Face aux importantes baisses des dotations de l’Etat depuis 2012, pour subsister, les collectivités vont devoir faire preuve d’une extrême rigueur budgétaire dans les années à venir

Plus que jamais en 2017, la situation des communes françaises reste des plus fragiles car trop souvent elles manquent cruellement de moyens financiers du fait d’une situation économique dégradée (faibles recettes fiscales et baisse des dotations). Nombre de communes vont se trouver rapidement en difficulté surtout si leur dette est importante et leur capacité d’autofinancement réduite. La tentation de la fuite en avant, par l’augmentation des impôts locaux, est alors très forte comme cela a été le cas ces dernières années. Pour autant, à moyen et long terme, l’augmentation des impôts locaux pour assainir la situation budgétaire est vouée à l’échec.

La solution, pour bon nombre de communes et de communautés de communes ou urbaines, semble passer par la fusion ou le regroupement avec d’autres collectivités. Cette solution n’est cependant pas la panacée et reste aléatoire car elle dépend beaucoup du dynamisme et de l’attractivité des communes participant au regroupement. Elle dépend aussi du projet porté par la nouvelle collectivité et surtout de la volonté des élus locaux. Trop souvent, à défaut de véritable consensus sur le projet, la tentation est d’aligner la fiscalité sur la commune ayant les taux d’imposition les plus élevés, et ce au détriment des habitants des autres communes. L’idéal est de trouver un taux d’imposition d’équilibre entre les communes et communautés de communes, en tenant compte de l’importance et du potentiel de chaque commune.

A terme, dans le monde globalisé et concurrentiel d’aujourd’hui, l’avenir paraît être à la fusion des communes et communautés de communes. Cela permet d’avoir une gestion directe beaucoup plus efficace et dynamique. Cela permet en outre d’importantes économies budgétaires, y compris au niveau du personnel, tout en dégageant une épargne permettant de maintenir un haut niveau d’investissement et bien sûr, en stabilisant, voire en baissant les impôts locaux.

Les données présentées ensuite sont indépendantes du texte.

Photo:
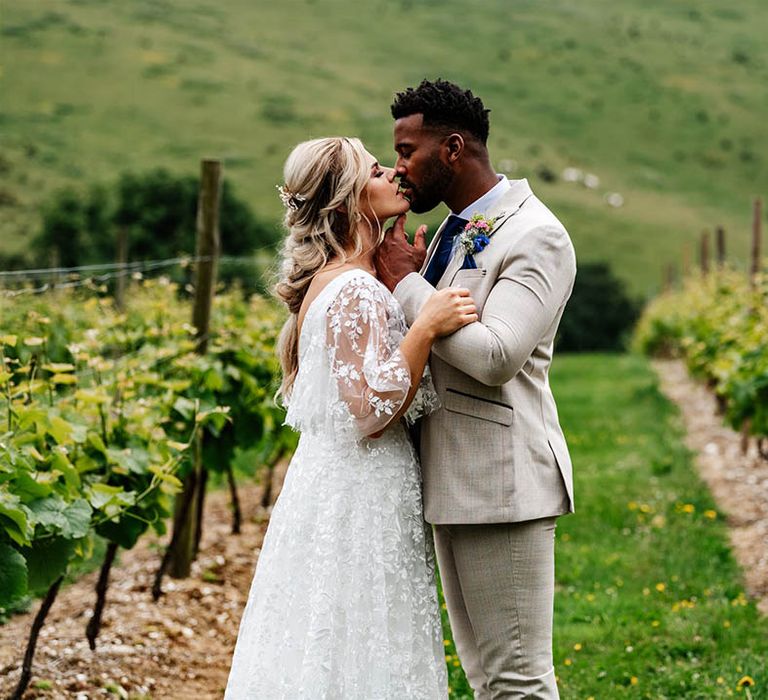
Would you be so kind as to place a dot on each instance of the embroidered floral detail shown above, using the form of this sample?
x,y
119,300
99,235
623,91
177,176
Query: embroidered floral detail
x,y
346,573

Face aux fortes augmentations des impôts locaux ces dernières années et dans le futur, l’avenir et l’attractivité appartient aux collectivités qui auront su maîtriser leurs finances et dégager des marges de manoeuvres financières (baisse de l’encours de la dette, baisse des dépenses, baisse des impôts…). Ce cercle vertueux ne peut,à terme, que renforcer le dynamisme et l’attractivité de ces collectivités au détriment des autres qui vont rapidement se trouver en grande difficulté sans la moindre marge de manoeuvre pour des décennies. Le critère de bonne gestion va à l’avenir prendre toute son importance.